This is a great recipe. Took it to a potluck and everyone raved about it and I had numerous requests for the recipe. It has a nice balance of spices and the "heat" can be altered depending on the intensity of the cayenne used.

Pat Orthwein, Scandinavia, WI

I made this recipe for my family and we all loved its light but savory flavor. It became an instant favorite.

Bertha Young, Attleboro, MA

This was so easy to put together. My husband and I loved it!

Alicia, Kennesaw, GA

This was excellent. I didn't have lamb, but had veal stew meat. I also didn't have the coriander so I used a small amount of curry and tumeric. It was great. I'll definitely make it again.

Kathy, Zelienople, PA

I have made this twice already, once with lamb shoulder and once with well trimmed beef chuck meat. This is amazing. The second time I made it with the beef chuck I added a bit of freshly ground fennel seed and tiny amount of Indonesian cinnamon, which added an amazing fragrance and just a bit of warmth to the stew. I have served this with basmati rice and couscous, both to rave reviews. I also used curly kale instead of spinach, as Husband is not a spinach lover. The kale was lovely. Also, I hate the texture of canned chickpeas (not to mention that finding low-sodium canned chickpeas can be a pain in the neck), so what I did instead is I soaked dried chickpeas overnight in water, then drained and rinsed them well.
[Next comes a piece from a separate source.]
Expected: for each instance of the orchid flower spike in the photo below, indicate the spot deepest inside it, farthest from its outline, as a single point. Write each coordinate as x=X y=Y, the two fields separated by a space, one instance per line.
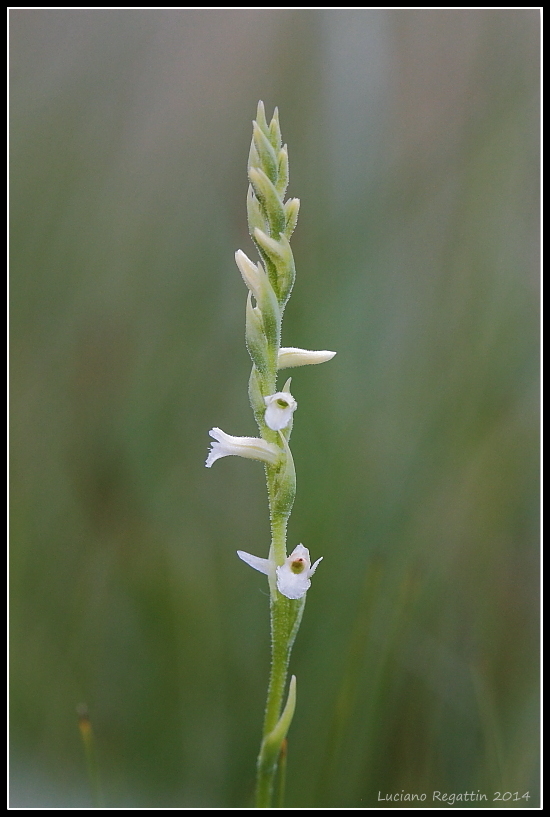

I put the uncooked chickpeas in with the stew meat to cook in the mixture, and this was fantastic. The chickpeas picked up the lovely flavor of the spices. If you have not tried this yet, do so now! You will not regret it!

Roxanne Rieske, Denver, CO

Yummy!! Made it yesterday and it was so delicious. Couldn't find boneless so had to debone and also had to trim, which was a hassle but will definitely make again.